Lave-vaisselle. J’avais deux ados non-stop à la maison et j’étais moi-même en télétravail, j’ai donc passé 3 mois à remplir et vider le lave-vaisselle. Par ailleurs, je faisais des chroniques et des interviews depuis chez moi. Radio France m’avait installé ce qu’on appelle un « Codec » : un genre de mini-studio portatif qui permet d’avoir un super son. C’est ce qu’utilisent nos reporters sur le terrain. Pour avoir un maximum la paix pendant les directs, je me barricadais dans la cuisine. Résultat, je répondais aux relances de Léa Salamé ou de Bruno Duvic face à… mon lave-vaisselle ! Inutile de vous dire que je ne peux plus le voir en peinture, mais Radio France avait imposé un quota très stricte de personnes autorisées à pénétrer dans la Maison de la Radio. On est nombreux à ne pas avoir pu y accéder pendant des semaines...

Si l’on se recentre sur les formats, la radio a fait preuve de sa souplesse pendant le confinement, avez-vous été surprise par cette réactivité ? 

Non, nous avons l’habitude à la radio de changer le conducteur jusqu’au dernier moment, de rajouter une virgule, une archive ou une brève à la dernière minute… Cela surprend souvent les gens de télé que je reçois et qui mesurent combien leurs émissions à eux sont lourdes à fabriquer. La radio est un média extraordinairement souple et chaud. Une voix, un micro : j’aime ce côté « brut », simple et tellement vivant, qu’on peut mettre en place en une fraction de seconde. Mais attention, notre marque de fabrique, à France Inter, est aussi de proposer des programmes très produits, très habillés, bien plus sophistiqués que dans les radios privées. C’est l’alternance de ces deux univers sonores qui fait la richesse et la puissance de notre antenne, à la fois chaude et haut de gamme. 

Les écoutes de podcasts sont montées en flèche et des formats spécifiques au coronavirus ont pullulé, notamment dans la presse anglo-saxonne. Le podcast est-il encore plus souple, encore plus vif que la radio linéaire ?

Le podcast offre la possibilité de casser les temporalités et les formats. Plus de contrainte de grille, c’est ça la révolution. À la radio, quand vous avez quelque chose à raconter, il faut que ça fasse une bonne chronique hebdomadaire, ou bien une émission d’une heure le week-end ou en quotidienne toute la saison. Pas d’autre choix. Le podcast, au contraire, permet de créer des formats adaptés à un type de récit, de public, ou d’actualité sur la longueur et à la fréquence que vous voulez. Seulement voilà, tout ça perd aussi la saveur, l'adrénaline et la puissance du direct.
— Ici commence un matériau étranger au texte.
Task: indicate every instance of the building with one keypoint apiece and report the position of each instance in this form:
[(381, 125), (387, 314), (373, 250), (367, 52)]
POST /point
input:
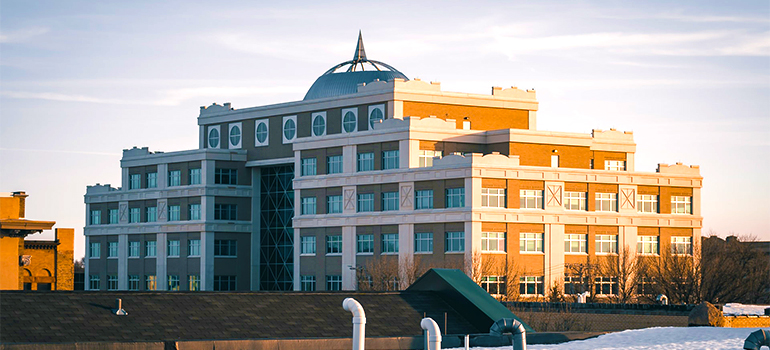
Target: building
[(32, 264), (373, 167)]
Ce lien incroyable que vous nouez avec le public car nous vivons un même instant présent, nous en studio, à la maison ou dans la voiture… Y a-t-il plus vif que cela ? 

Quel média français a réussi à se démarquer pendant cette période selon vous ?

Dans l’ensemble, tous les médias ont fait preuve d’une impressionnante réactivité, mais je citerais deux médias dont on voit bien qu’il faut tirer des leçons en terme de modèle, au-delà du contenu : Le Monde et Mediapart

Le Monde a écrasé toute la concurrence en presse écrite grâce à une rédaction très nombreuse et très aguerrie. Le journal a combiné un Live sur le web 20 heures sur 24, du grand reportage sur le terrain, du local et de l’international, des interviews et des analyses pointues nourries par du datajournalisme, tout en faisant travailler nombre d’excellents photographes et en accueillant des tribunes recherchées dans ses pages « Débats ». Bref, un contenu archi-complet, à la fois chaud et froid. Quel journal français dispose aujourd’hui d’effectifs suffisants pour produire autant et dans tant de registres à la fois ? Aucun. C’est une leçon pour tous les capitaines d’industrie qui achètent de la presse écrite et s’empressent de tailler dans les équipes. Le Monde offre tant à lire que les lecteurs sont prêts à payer. Les abonnements numériques grimpent en flèche. On est loin des chiffres mirobolants du New York Times, mais c’est un début de renversement de modèle économique qui induit une moindre dépendance au papier, donc une moindre dépendance à la publicité. L’avenir du journal n’en demeure pas moins incertain. Il reste dépendant de 3 milliardaires qui ne parviennent pas à trouver un terrain d’entente.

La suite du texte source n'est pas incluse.